The FSA currently has responsibility for one particular sector of the social enterprise movement—the industrial and provident societies. I suggest that the Minister asks his officials in the morning to ring the FSA and ask how many people are working in the industrial and provident society section. The answer is half.
I am not quite sure what happens to the other half of this unfortunate person.
My Lords, that is a strictly out-of-court request at the moment. However, if the Committee will indulge the noble Lord, Lord Lucas, and myself, I will give him a short answer.
I am concerned, and those who have supported the amendment and the whole of the social investment sector are deeply concerned, that there is no single recognition in 168 pages of its special nature—not one single indication. I agree with them—others have made the point—that that is a profound omission given where we are, the financial sector we have got and the innovative drive and importance—potentially more than actually—of this new social sector.

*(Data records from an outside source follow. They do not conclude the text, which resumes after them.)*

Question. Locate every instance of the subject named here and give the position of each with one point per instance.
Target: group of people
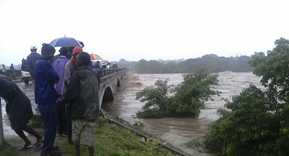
(66, 93)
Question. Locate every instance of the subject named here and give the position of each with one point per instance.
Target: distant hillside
(209, 63)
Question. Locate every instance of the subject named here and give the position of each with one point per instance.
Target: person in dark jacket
(46, 96)
(19, 111)
(59, 65)
(82, 95)
(31, 60)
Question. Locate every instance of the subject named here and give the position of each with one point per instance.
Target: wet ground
(177, 131)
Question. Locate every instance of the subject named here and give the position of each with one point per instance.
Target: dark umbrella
(65, 42)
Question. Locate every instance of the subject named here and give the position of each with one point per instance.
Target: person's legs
(91, 150)
(49, 117)
(62, 123)
(21, 134)
(69, 126)
(31, 131)
(77, 148)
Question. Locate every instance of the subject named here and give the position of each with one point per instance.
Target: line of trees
(210, 63)
(256, 123)
(183, 100)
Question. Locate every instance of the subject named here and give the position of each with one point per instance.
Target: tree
(184, 100)
(257, 122)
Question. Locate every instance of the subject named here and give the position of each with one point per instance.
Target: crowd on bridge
(66, 93)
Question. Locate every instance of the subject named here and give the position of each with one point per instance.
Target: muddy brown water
(177, 131)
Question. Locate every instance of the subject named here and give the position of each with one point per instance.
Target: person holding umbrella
(19, 111)
(58, 65)
(46, 96)
(82, 95)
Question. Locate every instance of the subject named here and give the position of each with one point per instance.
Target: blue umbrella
(65, 42)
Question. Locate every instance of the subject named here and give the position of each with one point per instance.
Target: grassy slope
(115, 141)
(6, 150)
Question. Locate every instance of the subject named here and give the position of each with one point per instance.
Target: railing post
(1, 125)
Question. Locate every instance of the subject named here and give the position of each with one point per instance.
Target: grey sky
(150, 29)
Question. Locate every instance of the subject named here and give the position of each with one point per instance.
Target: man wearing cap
(82, 95)
(46, 96)
(31, 60)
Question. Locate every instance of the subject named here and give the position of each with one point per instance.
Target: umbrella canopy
(65, 42)
(95, 57)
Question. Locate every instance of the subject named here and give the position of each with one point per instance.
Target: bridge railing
(101, 73)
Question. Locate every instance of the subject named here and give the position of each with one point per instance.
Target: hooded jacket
(18, 106)
(82, 94)
(59, 65)
(45, 79)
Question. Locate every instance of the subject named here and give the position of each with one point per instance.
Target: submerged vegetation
(183, 100)
(113, 140)
(256, 122)
(211, 63)
(7, 150)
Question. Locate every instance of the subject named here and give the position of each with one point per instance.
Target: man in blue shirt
(46, 96)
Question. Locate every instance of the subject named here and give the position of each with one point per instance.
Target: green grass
(6, 150)
(113, 140)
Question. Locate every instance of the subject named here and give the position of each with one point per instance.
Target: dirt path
(18, 143)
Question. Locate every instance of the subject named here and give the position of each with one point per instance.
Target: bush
(185, 100)
(257, 121)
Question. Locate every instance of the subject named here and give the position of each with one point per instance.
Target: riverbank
(111, 140)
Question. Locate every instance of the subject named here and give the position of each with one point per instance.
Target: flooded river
(177, 131)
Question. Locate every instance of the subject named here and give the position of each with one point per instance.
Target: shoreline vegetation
(256, 122)
(183, 100)
(112, 140)
(211, 63)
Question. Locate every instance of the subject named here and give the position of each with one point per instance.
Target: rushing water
(177, 131)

Does the noble Lord not accept that we have a very immature sector still? We have not got the right corporate forms that will combine the different streams of investor, whether it be a Government, a charity which is running the scheme, a grant-giving charity or private investors, who may be corporate or private individuals. We must be very careful not to put too much weight on the structure too early because if we arouse expectations about what it can deliver and it crumbles away, not only will the sector be disappointed but—dare I say it with my noble friend on the Front Bench?—the regulator will say, “I told you so”. We need to be very careful about that.
I wholly agree. That consideration is not at all incompatible with the intent of this group of amendments—indeed, my noble friend has strongly supported the group. It is partly because I share his concern about the immaturity of this new branch of the financial sector that I want it to be incorporated within the regime that will follow on from this massive piece of legislation.
At this time of night and with this tiny number of people present, the Minister can be safe in the expectation of there not being a vote called, but I say to him that we must, by hook or by crook, have included in the Bill by Report some form of words which recognises this new sector and gives it proper allowance and scope to develop and thrive, because, as everybody agrees, including the Government, it has the potential to be hugely important in the future. If the Minister will agree to meet between now and Report, which I hope will be after the Summer Recess, we may be able to concoct something which satisfies the new financial sector and those of us who supported the amendment. I do not think that that is beyond the wit of man. I beg leave to withdraw the amendment.